Chapter 64 Daily Intravenous Fluid Therapy
INTRODUCTION
Intravenous fluid therapy is vital for the management of shock, dehydration, and maintenance in animals that require parenteral fluid therapy (see Chapters 61, 62, and 63, Peripheral Venous Catheterization, Intraosseous Catheterization, and Central Venous Catheterization, respectively, and Chapter 65 and 66, Shock Fluids and Fluid Challenge and Transfusion Medicine, respectively). This chapter focuses primarily on the distribution of total body water, patient assessment, and the delivery of synthetic intravenous fluids to maintain normal water, electrolyte, and acid-base status in critically ill dogs and cats that are hemodynamically stable. Because critically ill animals often have fluid and electrolyte balance derangements, overall recovery often depends on recognition and appropriate treatment of these disorders, in addition to diagnosing and treating the primary disease process.
TOTAL BODY WATER
Living organisms are predominantly composed of water. Total body water content is approximately 60% of body weight in a nonobese adult dog or cat. Total body water is distributed between two main compartments: intracellular fluid (ICF) and extracellular fluid (ECF) (Figure 64-1). Each compartment consists of solutes, primarily electrolytes, dissolved in water. The most important determinant of the size of each body fluid compartment is the quantity of solutes contained in that compartment.1,2
Figure 64-1 The distribution of total body water (TBW). ECF, Extracellular fluid; ICF, intracellular fluid.
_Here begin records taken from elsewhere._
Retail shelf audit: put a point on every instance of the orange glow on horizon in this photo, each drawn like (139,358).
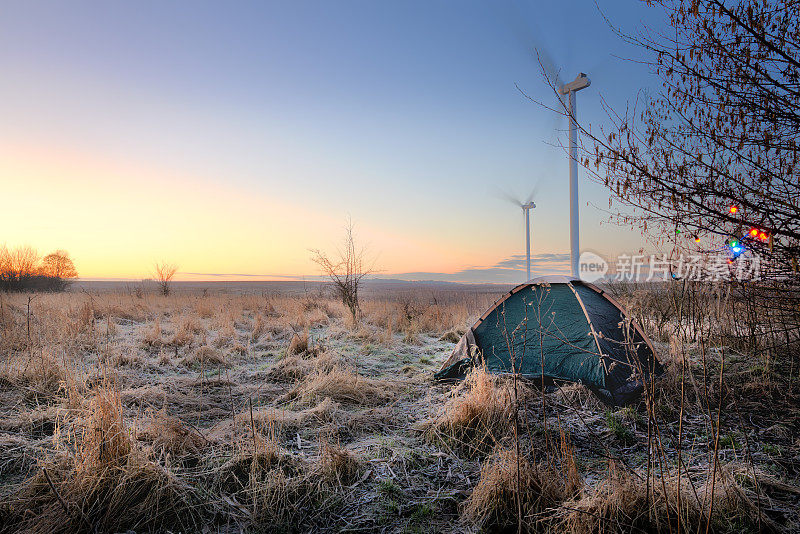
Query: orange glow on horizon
(117,219)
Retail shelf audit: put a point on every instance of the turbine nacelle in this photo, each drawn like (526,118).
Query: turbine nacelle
(580,82)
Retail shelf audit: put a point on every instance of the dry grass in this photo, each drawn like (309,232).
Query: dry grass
(510,482)
(624,502)
(343,386)
(138,407)
(106,485)
(476,419)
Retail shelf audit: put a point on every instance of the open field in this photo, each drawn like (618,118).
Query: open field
(266,409)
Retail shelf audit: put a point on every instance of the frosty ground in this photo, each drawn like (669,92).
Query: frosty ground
(223,411)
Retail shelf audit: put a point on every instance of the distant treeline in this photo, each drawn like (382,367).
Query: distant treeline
(24,269)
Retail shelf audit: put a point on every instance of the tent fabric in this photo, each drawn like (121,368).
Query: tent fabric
(559,329)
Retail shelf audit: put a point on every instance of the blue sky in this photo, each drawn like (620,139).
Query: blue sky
(294,115)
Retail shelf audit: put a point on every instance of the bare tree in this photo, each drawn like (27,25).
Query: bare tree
(59,266)
(346,269)
(164,272)
(715,153)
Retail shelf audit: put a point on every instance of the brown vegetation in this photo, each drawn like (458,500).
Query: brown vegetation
(145,414)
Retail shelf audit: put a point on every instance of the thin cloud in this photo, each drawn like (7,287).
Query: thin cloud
(507,270)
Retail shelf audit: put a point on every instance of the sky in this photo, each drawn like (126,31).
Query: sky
(230,138)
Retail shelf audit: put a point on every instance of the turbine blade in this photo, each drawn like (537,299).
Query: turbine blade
(509,197)
(533,193)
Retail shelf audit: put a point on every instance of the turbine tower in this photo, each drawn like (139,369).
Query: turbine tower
(580,82)
(526,211)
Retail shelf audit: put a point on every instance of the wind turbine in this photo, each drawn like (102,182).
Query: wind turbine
(580,82)
(526,211)
(526,206)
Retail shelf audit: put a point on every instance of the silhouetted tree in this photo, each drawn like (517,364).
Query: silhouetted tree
(164,273)
(346,270)
(23,269)
(58,266)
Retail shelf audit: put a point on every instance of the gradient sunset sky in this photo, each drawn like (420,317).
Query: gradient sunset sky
(232,137)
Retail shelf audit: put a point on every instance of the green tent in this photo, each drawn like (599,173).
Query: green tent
(560,329)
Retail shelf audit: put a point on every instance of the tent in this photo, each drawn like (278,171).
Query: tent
(558,328)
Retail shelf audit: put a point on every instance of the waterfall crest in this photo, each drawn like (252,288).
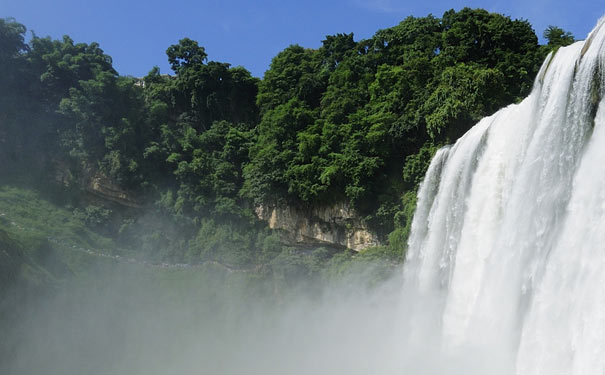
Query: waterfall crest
(506,258)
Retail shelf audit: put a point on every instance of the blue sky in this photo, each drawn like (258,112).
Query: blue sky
(249,33)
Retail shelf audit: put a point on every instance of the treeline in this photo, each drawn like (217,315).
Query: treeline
(354,121)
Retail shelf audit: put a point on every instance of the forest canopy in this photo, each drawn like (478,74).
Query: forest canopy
(353,121)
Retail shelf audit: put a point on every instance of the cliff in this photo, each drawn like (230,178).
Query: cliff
(335,225)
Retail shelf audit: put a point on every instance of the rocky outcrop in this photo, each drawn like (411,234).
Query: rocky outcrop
(96,184)
(106,189)
(336,225)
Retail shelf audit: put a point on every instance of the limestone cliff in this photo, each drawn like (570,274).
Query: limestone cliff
(336,225)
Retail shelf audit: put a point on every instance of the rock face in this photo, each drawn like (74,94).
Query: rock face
(104,188)
(337,225)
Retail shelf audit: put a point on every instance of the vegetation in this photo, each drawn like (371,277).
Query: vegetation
(352,121)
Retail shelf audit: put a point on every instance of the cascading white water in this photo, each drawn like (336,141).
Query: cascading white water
(506,259)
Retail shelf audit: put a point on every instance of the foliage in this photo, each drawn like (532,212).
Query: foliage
(558,37)
(354,121)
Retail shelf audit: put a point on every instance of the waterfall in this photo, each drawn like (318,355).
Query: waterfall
(506,258)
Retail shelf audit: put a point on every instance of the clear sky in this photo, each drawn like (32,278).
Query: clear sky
(136,33)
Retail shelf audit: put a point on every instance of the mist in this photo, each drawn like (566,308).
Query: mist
(127,319)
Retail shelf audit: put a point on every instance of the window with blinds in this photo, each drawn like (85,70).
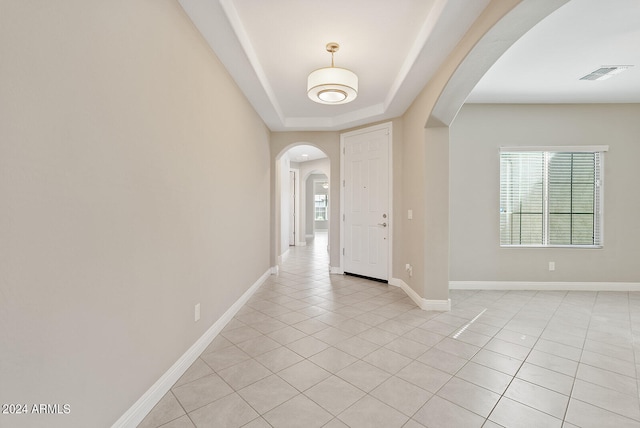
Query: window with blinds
(551,198)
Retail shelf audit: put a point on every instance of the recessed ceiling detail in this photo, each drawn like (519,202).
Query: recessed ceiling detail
(605,72)
(332,85)
(394,47)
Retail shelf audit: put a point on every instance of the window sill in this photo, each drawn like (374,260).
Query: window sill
(587,247)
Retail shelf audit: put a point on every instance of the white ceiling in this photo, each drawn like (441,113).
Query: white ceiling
(395,46)
(546,64)
(305,153)
(270,47)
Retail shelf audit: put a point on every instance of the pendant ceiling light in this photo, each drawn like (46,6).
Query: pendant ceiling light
(332,85)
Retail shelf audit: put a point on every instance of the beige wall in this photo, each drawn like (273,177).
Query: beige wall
(122,206)
(425,171)
(477,133)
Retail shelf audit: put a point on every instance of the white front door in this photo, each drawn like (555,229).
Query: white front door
(366,202)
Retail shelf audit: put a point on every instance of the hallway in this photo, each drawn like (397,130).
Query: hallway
(312,349)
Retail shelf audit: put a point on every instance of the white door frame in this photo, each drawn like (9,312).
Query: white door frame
(388,126)
(296,207)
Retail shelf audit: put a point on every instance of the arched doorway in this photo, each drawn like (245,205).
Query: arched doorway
(293,199)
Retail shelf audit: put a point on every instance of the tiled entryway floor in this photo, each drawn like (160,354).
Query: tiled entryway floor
(314,350)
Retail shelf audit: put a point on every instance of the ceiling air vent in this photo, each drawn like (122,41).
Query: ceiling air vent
(605,72)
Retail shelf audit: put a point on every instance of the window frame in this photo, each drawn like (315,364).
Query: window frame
(598,204)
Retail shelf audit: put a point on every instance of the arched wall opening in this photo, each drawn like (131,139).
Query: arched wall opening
(281,142)
(426,140)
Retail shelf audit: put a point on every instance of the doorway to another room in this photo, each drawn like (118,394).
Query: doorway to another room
(303,174)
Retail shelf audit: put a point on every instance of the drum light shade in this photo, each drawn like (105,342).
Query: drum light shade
(332,85)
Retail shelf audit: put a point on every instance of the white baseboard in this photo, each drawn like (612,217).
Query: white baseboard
(424,304)
(335,270)
(544,286)
(132,417)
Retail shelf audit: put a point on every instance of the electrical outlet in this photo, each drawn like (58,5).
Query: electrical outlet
(409,269)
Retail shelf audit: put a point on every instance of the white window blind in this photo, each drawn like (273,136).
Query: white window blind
(550,198)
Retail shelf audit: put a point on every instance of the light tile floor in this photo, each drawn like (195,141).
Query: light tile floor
(314,350)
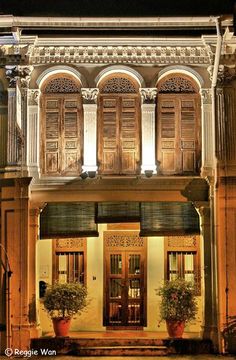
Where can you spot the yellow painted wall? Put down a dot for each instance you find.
(92, 318)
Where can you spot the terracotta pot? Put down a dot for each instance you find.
(61, 326)
(175, 328)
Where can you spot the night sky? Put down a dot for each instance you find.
(116, 7)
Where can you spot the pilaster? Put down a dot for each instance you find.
(33, 131)
(90, 128)
(209, 327)
(148, 107)
(207, 134)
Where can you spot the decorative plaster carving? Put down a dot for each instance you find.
(90, 94)
(182, 241)
(70, 243)
(177, 84)
(33, 96)
(118, 54)
(17, 72)
(62, 85)
(206, 95)
(148, 95)
(225, 75)
(118, 85)
(117, 240)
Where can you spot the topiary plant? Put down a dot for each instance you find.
(65, 300)
(178, 300)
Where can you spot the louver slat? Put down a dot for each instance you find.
(161, 218)
(110, 212)
(60, 220)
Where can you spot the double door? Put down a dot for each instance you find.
(125, 288)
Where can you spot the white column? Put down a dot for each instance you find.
(90, 128)
(33, 132)
(148, 130)
(12, 145)
(207, 136)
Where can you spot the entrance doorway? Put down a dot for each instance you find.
(125, 280)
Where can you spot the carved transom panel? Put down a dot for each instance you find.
(118, 85)
(177, 84)
(182, 241)
(70, 244)
(62, 85)
(123, 240)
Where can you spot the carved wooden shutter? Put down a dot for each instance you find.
(119, 140)
(129, 146)
(189, 136)
(52, 143)
(71, 136)
(167, 134)
(109, 148)
(61, 140)
(178, 133)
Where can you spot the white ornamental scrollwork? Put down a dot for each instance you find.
(148, 95)
(206, 95)
(17, 72)
(90, 94)
(33, 96)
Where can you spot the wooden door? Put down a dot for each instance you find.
(125, 289)
(119, 134)
(178, 134)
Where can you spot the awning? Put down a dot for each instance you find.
(80, 219)
(162, 218)
(113, 212)
(68, 220)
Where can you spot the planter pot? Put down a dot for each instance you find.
(61, 326)
(175, 328)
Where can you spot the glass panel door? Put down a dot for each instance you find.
(125, 293)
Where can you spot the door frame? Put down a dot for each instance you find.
(120, 241)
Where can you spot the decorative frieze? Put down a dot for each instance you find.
(148, 95)
(206, 95)
(17, 72)
(33, 96)
(118, 54)
(226, 74)
(90, 95)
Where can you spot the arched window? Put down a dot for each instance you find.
(61, 126)
(178, 125)
(119, 125)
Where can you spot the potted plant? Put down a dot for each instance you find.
(62, 301)
(178, 305)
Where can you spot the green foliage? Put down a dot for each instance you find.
(178, 300)
(65, 300)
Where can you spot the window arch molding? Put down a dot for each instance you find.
(119, 121)
(178, 124)
(116, 69)
(184, 70)
(61, 125)
(57, 70)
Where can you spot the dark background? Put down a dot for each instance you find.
(116, 8)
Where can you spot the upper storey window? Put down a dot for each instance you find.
(61, 127)
(178, 126)
(119, 126)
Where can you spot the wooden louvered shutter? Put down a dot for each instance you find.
(167, 134)
(129, 135)
(61, 135)
(71, 136)
(189, 133)
(178, 133)
(52, 140)
(109, 131)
MOVEMENT OF FLUIDS WITHIN THE BODY
Hypotonic Fluid Loss
Hypotonic fluid losses, as seen with diabetes insipidus or excessive panting, will cause hypernatremia and an increase in ECF osmolality. This will lead to movement of water out of the ICF space. Consequently, there is a depletion of both the ICF and ECF compartments. Isotonic fluid therapy may be sufficient if the hypernatremia is not severe, but in animals with significant hypotonic fluid losses, free water administration is indicated. Care must be taken to lower serum sodium slowly to avoid causing potentially life-threatening cerebral edema (see Chapter 54, Sodium Disorders).